先輩方から気に入られてることは知ってたけど、まさか、ファンクラブがあったとは!

俺はナナちゃんが一人一人と握手するのを見守ってた。

万が一、抱きついたりしようもんなら、全力で、阻止する!

そんな覚悟で。

まぁ、握手だけですんだからよかったが。

放課後、晃くんに呼ばれた。

「話って?」

俺はナナちゃんを一人にしたくないから、手短でお願いしたかった。

「ヤスくん、昔、野球やってたろ?」

「あぁ。」

「もう一度、やる気はない?」

「やりたくてもムリなんだよ。」

この話は一週間前、ナナちゃんとの旅行での帰りの電車で話したばかりだ。

この話ばかりだな。

「ケガ?」

「あぁ。

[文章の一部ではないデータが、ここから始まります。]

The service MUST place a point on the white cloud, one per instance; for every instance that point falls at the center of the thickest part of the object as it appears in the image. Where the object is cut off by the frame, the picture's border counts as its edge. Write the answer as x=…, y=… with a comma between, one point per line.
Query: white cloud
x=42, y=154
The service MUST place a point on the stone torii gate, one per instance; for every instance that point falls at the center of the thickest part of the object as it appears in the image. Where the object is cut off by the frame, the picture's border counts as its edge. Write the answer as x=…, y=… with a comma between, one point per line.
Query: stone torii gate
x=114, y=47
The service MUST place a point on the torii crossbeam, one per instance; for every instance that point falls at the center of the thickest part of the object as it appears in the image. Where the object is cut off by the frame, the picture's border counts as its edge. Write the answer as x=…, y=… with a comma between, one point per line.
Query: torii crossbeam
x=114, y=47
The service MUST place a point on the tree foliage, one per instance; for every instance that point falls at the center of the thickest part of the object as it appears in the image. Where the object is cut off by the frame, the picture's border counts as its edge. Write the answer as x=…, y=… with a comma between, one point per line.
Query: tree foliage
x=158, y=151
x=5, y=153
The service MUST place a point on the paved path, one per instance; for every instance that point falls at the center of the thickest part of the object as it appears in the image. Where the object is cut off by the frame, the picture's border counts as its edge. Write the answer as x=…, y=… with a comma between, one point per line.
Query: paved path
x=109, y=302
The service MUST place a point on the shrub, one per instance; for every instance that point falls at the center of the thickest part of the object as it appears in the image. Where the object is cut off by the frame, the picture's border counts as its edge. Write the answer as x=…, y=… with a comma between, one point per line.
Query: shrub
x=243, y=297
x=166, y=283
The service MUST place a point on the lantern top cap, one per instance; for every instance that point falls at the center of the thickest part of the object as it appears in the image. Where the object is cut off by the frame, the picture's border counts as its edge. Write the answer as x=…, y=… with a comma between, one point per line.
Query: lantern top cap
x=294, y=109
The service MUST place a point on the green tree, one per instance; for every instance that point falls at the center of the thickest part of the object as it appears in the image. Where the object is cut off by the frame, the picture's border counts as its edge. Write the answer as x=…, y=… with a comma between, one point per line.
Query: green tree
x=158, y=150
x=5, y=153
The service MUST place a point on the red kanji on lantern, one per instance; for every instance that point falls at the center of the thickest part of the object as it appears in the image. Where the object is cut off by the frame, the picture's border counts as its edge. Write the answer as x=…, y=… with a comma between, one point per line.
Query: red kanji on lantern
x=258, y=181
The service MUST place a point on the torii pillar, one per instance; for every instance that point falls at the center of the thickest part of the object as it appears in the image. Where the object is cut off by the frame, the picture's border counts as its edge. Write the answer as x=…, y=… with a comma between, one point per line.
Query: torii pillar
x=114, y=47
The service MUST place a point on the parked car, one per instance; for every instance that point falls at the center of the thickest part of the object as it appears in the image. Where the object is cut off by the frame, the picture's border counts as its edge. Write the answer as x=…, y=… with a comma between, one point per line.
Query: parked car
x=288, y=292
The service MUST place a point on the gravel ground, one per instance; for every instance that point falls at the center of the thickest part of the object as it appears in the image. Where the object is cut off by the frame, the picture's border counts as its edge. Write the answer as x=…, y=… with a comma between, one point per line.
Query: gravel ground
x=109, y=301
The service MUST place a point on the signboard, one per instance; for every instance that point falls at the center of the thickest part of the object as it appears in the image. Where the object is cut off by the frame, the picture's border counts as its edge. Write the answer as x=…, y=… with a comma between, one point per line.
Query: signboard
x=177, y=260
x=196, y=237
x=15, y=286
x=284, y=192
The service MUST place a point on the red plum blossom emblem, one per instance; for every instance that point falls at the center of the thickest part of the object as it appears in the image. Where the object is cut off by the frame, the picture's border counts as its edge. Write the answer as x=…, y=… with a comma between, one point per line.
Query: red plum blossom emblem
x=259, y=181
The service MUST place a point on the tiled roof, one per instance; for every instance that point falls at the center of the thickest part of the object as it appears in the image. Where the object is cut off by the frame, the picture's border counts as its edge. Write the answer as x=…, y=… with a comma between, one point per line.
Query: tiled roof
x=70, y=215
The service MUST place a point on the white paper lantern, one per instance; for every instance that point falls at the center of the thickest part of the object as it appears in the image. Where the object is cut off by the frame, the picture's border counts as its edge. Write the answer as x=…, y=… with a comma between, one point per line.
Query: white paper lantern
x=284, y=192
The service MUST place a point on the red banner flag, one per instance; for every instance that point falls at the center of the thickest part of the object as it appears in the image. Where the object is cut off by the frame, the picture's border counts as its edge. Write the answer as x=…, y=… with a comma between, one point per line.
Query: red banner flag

前十字靭帯断裂して、手術もしてるんだよ。」

「マジ?」

「あぁ。晃くんも気をつけてね。」

「リハビリとかしたんだろ?機能的な回復はどうなの?」

「まぁまぁかな。体育くらいならいけるけど、部活みたいなハードなことはできない。」

「そうなんだ。……少しずつで良い!それを乗り越えて、一緒に甲子園目指さないか?」

「は?」

その言葉に対して、そんな反応だったが、内心、ドキドキワクワクが止まらなかった。

「返事はすぐじゃなくて良いよ。高2、高3と二年間ある。俺の球を受けてもらえないかな?」

晃くんの真剣さに圧倒された。

「……考えとくよ。」

「ありがとう!市川にも話したいんだ。」

「そうしてくれ。」

その時!!!

「キャーーーー!!!」

女の悲鳴だ!

「なんだ?」

「どの辺りだ?」

俺と晃くんは駆け出した。

校舎と体育館がある廊下は、渡り廊下がある。

声がこだまして、場所を特定するのが難しかった。